The control system is centred on the Martin LightJockey PC based control system and, with the recent software upgrade to include real time scheduling, can operate stand alone to activate specific cues as specific times or integrate to accept triggers from a diverse range of sources. The whole Olympic precinct exterior lighting was controlled by a conventional Clipsal CBus control system, including the Overflow Park, so it was essential that a simple interface allow the pre-programmed Cauldron shows to run reliably, precisely and in co-ordination with the park lighting. The Martin AD-DA interface for Light Jockey allows multiple external triggers to activate whole cue sequences. This way C Bus provides a contact closure and initiates the show.

Con Andrews described the significant components of the system “With 22 luminaires operating in an industrial environment, 5 metres off the deck, and below ground, with high pressure water and gas piping running all over the pit, the DMX is via individual opto-isolated runs through LSC splitters. This way if there is a cabling fault it is very fast and easy to locate. Luminaire interruptions are also minimised using opto-isolation.

“We also had to co-ordinate the power up of the Goldenscan 3’s. Striking 22 off 1200w HMI lamps pulls a significant current that would have required excessive power engineering. Using DMX to drive standard mains electrical contactors the Goldenscan 3’s are turned on and off in a sequence and are ready for each show.”

“The photos show some odd looking Goldenscan 3’s. All have been fitted with galvanized drip covers to ensure any condensation from the port holes is deflected away from the luminaires. The body of the units have been flipped as well. This enables the whole bottom plate, as well as the end plate and PCBs to be removed for cleaning and servicing. So when you are standing 5 metres off the deck life is as easy and safe as possible.

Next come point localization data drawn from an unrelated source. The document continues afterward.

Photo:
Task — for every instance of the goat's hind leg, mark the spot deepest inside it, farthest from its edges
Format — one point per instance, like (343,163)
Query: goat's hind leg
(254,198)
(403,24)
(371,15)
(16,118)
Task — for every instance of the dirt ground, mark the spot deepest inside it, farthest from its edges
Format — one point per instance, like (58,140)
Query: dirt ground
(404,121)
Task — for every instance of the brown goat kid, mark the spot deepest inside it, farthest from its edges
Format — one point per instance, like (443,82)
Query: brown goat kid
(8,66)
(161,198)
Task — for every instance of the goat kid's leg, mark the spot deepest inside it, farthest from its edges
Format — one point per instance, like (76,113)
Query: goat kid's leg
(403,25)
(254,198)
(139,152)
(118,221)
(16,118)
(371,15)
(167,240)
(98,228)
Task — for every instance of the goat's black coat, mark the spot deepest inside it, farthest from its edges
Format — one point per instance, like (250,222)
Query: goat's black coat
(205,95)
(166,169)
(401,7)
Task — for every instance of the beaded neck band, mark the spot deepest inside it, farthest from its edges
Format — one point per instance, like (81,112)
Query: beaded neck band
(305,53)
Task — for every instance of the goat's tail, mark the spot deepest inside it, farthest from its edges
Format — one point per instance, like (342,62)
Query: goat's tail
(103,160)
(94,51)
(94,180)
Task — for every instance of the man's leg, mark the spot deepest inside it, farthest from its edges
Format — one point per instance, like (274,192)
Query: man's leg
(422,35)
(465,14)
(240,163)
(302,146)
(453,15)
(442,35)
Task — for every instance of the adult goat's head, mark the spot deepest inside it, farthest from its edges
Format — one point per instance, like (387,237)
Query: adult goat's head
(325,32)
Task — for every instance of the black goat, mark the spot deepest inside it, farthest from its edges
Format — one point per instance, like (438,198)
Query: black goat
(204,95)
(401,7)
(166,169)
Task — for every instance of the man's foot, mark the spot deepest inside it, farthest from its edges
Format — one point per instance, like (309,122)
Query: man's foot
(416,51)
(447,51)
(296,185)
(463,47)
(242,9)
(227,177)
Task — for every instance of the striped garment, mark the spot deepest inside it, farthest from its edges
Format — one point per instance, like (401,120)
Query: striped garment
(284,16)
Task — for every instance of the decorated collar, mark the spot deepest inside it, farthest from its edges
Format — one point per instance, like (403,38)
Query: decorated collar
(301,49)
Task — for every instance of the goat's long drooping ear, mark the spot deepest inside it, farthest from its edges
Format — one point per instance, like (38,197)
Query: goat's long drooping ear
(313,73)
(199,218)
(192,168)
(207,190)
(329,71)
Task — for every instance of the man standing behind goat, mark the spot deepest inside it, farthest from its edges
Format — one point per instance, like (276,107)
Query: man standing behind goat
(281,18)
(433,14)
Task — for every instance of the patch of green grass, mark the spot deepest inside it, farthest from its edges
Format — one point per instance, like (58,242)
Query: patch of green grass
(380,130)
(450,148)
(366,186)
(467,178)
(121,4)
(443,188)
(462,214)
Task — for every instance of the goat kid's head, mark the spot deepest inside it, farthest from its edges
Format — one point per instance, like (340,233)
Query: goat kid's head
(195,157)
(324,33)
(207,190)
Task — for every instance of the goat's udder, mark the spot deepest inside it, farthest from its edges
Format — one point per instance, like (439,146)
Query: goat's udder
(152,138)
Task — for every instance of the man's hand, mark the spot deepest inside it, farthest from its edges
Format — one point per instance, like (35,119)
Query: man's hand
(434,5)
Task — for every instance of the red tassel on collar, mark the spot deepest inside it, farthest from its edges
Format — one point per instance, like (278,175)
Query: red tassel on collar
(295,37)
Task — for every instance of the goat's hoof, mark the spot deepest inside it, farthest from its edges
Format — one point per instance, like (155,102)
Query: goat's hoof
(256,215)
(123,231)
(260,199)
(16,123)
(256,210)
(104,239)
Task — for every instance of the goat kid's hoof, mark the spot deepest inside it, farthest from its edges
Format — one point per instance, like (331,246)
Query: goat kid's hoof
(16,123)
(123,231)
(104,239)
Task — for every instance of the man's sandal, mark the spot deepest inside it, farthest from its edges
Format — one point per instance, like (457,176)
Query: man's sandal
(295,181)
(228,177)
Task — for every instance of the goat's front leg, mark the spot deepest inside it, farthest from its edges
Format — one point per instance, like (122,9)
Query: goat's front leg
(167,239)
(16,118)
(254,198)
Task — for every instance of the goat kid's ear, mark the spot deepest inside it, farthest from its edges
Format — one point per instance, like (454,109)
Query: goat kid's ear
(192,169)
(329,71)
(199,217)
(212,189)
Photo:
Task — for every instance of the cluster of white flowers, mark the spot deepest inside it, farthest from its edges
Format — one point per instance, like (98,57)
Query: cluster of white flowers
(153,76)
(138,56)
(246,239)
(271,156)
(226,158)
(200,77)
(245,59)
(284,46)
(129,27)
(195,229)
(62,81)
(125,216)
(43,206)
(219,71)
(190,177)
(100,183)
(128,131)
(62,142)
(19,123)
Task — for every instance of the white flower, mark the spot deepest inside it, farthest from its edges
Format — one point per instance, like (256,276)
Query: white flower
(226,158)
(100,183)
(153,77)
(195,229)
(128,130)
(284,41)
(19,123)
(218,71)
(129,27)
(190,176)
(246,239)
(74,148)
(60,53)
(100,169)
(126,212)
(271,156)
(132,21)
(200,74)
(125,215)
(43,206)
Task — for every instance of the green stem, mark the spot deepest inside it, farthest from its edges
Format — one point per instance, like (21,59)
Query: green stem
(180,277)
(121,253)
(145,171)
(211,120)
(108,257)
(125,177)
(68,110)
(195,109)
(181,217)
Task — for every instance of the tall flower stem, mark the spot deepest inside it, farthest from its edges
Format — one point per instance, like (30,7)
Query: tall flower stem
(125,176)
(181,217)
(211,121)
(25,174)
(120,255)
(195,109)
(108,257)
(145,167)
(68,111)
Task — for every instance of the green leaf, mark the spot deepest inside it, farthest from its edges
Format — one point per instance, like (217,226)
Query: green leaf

It also means that the critical focus is not altered during servicing and maintenance.”

Jonathan Ciddor confirmed that these were significant issues identified right back at the design stage and were easily solved by Show Technology and ClayPaky recommending Goldenscan 3 for the project. When these issues were combined with the proven track record of Goldenscan 1, 2 and 3 over the last 10 years, the number of units in the Australian marketplace and the support available, it was a clear choice.

“I believe that the success of the project is a tribute to the team of lighting designers and technologists as well as the Australian architect Alec Tzannes,” concluded Barry Webb.